Prince George's County Public Schools officials on Feb. 5 outlined proposed program changes within the Division of Academics as part of FY2027 reductions intended to protect classroom instruction while trimming central discretionary spending.
Chief Academic Officer Dr. Judith White told the board the division cut about $12,000,000 from central discretionary funds and will target career and technical education, curriculum and instruction specialties, early learning, and arts programs for reductions. She emphasized that special education funding was not reduced and that realignments will sustain 12‑month autism services and add occupational therapy capacity.
"I just told you we cut $12,000,000, but it has not impacted how we want to approach children," Dr. White said, adding that special education "will remain funded" despite the broader central office reductions.

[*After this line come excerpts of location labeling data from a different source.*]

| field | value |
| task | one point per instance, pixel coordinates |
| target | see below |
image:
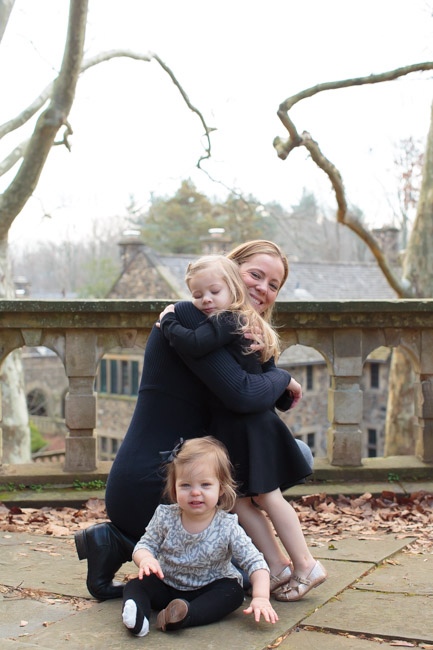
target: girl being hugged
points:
(184, 557)
(262, 450)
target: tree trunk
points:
(399, 429)
(418, 270)
(15, 424)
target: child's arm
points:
(214, 333)
(147, 563)
(239, 390)
(260, 604)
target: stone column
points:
(80, 407)
(424, 399)
(345, 399)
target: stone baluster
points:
(80, 408)
(424, 398)
(345, 399)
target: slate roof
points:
(314, 280)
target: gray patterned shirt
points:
(192, 560)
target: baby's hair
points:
(197, 450)
(248, 318)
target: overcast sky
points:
(237, 60)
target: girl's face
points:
(197, 490)
(209, 292)
(263, 276)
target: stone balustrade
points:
(344, 332)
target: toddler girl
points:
(184, 557)
(264, 453)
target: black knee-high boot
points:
(106, 549)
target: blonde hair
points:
(212, 451)
(248, 318)
(243, 252)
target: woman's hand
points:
(262, 607)
(296, 389)
(168, 310)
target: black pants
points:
(207, 604)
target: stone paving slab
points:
(100, 627)
(15, 609)
(413, 575)
(309, 640)
(395, 616)
(47, 563)
(8, 644)
(372, 548)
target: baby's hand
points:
(149, 565)
(255, 335)
(296, 389)
(262, 606)
(169, 309)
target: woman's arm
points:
(219, 371)
(214, 333)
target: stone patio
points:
(374, 589)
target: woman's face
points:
(263, 275)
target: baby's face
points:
(210, 292)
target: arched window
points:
(37, 403)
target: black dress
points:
(263, 451)
(174, 402)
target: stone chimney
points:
(388, 238)
(129, 245)
(216, 242)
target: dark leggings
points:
(206, 604)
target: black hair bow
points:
(169, 456)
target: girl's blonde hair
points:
(248, 318)
(244, 252)
(209, 450)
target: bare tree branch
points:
(284, 147)
(14, 156)
(6, 7)
(21, 188)
(102, 57)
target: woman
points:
(170, 404)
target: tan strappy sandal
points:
(289, 594)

Staff outlined a series of program changes: converting some immersion offerings to elementary world‑language programs (citing Paint Branch and Capitol Heights) because several immersion streams operate as boundary programs with staffing inefficiencies; moving from an AVID elective model toward systemwide college and career coaches to reach more students; and maintaining the high‑school IB diploma but restructuring primary‑ and middle‑year IB models at some schools. The district also proposed eliminating certain summer bridge programs (IB science & tech, aviation) and reducing stipend funding for professional development leads.

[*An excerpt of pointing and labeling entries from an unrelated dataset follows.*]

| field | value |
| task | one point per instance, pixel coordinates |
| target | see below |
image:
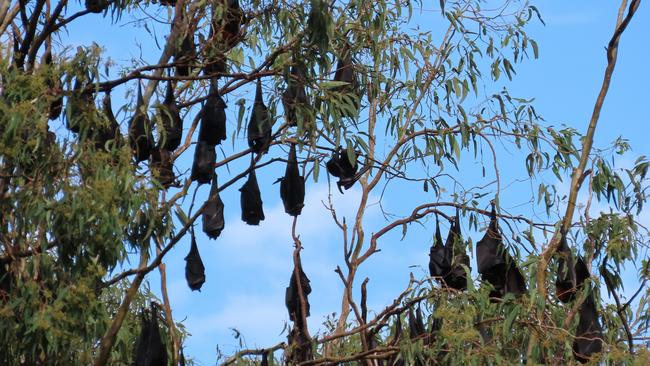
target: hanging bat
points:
(213, 118)
(292, 186)
(109, 129)
(565, 282)
(292, 298)
(252, 211)
(140, 135)
(439, 265)
(213, 221)
(490, 257)
(571, 273)
(259, 126)
(455, 251)
(589, 333)
(515, 281)
(203, 165)
(341, 167)
(172, 124)
(162, 167)
(295, 95)
(150, 350)
(112, 131)
(56, 105)
(194, 269)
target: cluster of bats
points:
(449, 264)
(149, 348)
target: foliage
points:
(415, 108)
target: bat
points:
(515, 281)
(571, 273)
(56, 106)
(252, 211)
(589, 333)
(150, 350)
(345, 73)
(295, 95)
(194, 269)
(298, 339)
(109, 130)
(341, 167)
(172, 124)
(112, 131)
(213, 118)
(292, 298)
(162, 166)
(292, 186)
(203, 165)
(213, 221)
(495, 264)
(455, 251)
(439, 265)
(259, 126)
(140, 136)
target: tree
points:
(353, 87)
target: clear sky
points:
(248, 267)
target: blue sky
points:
(248, 267)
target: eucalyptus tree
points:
(383, 95)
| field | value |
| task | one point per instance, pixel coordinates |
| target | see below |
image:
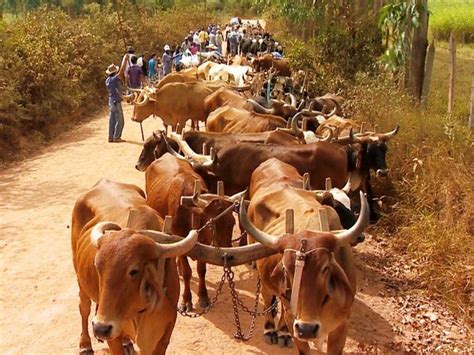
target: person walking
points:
(152, 67)
(116, 121)
(134, 75)
(167, 60)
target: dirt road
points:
(38, 291)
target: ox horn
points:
(178, 248)
(387, 136)
(350, 236)
(259, 108)
(292, 99)
(99, 230)
(143, 102)
(266, 239)
(186, 149)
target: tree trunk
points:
(418, 52)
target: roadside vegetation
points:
(51, 72)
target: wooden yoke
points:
(323, 220)
(306, 181)
(290, 221)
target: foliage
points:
(430, 187)
(397, 20)
(52, 65)
(452, 16)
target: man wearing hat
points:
(116, 120)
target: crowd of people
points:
(139, 69)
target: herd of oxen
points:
(274, 148)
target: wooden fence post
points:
(428, 72)
(471, 113)
(452, 71)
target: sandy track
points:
(38, 290)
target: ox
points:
(155, 145)
(132, 279)
(234, 164)
(234, 120)
(175, 103)
(313, 274)
(167, 180)
(266, 62)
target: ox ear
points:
(278, 278)
(338, 286)
(99, 230)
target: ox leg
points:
(303, 347)
(284, 335)
(270, 334)
(116, 347)
(337, 339)
(85, 345)
(186, 302)
(164, 341)
(202, 290)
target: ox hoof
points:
(86, 350)
(128, 348)
(285, 341)
(204, 302)
(271, 337)
(186, 307)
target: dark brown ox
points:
(175, 103)
(233, 120)
(223, 97)
(179, 77)
(234, 164)
(313, 274)
(267, 62)
(132, 279)
(155, 146)
(167, 180)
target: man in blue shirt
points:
(152, 67)
(116, 120)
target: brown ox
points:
(169, 178)
(175, 103)
(155, 146)
(234, 164)
(316, 285)
(132, 279)
(234, 120)
(223, 97)
(266, 62)
(180, 77)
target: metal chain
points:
(185, 313)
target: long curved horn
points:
(178, 248)
(145, 100)
(351, 235)
(266, 239)
(330, 114)
(186, 149)
(240, 88)
(387, 136)
(292, 99)
(233, 256)
(259, 108)
(99, 230)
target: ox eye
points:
(325, 300)
(134, 273)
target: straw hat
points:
(111, 69)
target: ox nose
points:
(102, 330)
(306, 330)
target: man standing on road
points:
(116, 120)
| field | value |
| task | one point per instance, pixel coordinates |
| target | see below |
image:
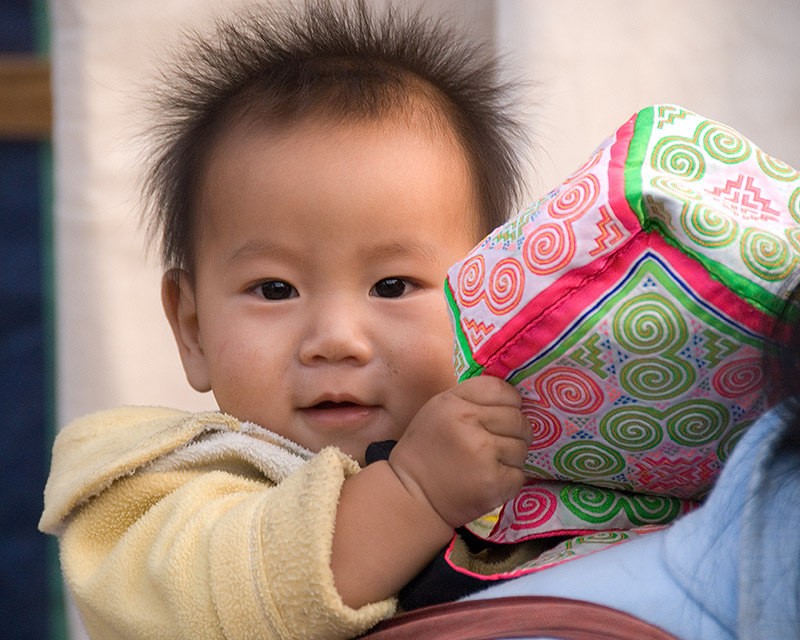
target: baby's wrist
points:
(411, 493)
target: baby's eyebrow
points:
(259, 249)
(399, 249)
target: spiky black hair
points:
(342, 59)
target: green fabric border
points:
(473, 368)
(637, 150)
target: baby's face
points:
(318, 289)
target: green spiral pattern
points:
(649, 323)
(598, 506)
(766, 255)
(776, 169)
(601, 538)
(631, 428)
(656, 378)
(708, 228)
(724, 144)
(590, 504)
(587, 460)
(697, 422)
(673, 155)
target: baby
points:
(315, 178)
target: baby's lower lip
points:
(340, 413)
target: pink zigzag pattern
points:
(610, 233)
(477, 330)
(665, 475)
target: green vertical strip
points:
(633, 163)
(473, 368)
(57, 621)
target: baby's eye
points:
(276, 290)
(391, 288)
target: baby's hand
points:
(464, 451)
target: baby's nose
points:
(337, 333)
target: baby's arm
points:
(461, 456)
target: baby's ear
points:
(178, 299)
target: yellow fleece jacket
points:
(174, 525)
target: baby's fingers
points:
(508, 422)
(488, 391)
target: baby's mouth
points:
(329, 404)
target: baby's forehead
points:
(424, 123)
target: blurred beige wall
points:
(591, 65)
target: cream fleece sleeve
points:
(213, 554)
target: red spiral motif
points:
(470, 281)
(549, 248)
(739, 378)
(546, 427)
(532, 507)
(570, 390)
(506, 285)
(574, 197)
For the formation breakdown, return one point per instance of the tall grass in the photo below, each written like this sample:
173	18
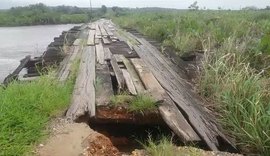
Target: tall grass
26	108
235	68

Board members and parents asked for clearer communication and transition planning. Board member Gomez McCants asked about marketing non‑IB curricula so families understand alternatives; Dr. White said the curriculum content would remain aligned to district standards and that the district will provide planning support for schools undergoing program transitions.
Several public commenters later urged the board to preserve IB and immersion continuity. A parent from Frederick Douglass asked the board to maintain ninth‑grade pre‑IB pathways to avoid disruption to students moving into the IB diploma sequence.
Officials said staff would continue community outreach and Q&A meetings with affected schools and families and that proposed changes are contingent on final budget adoption and any additional funding the board secures.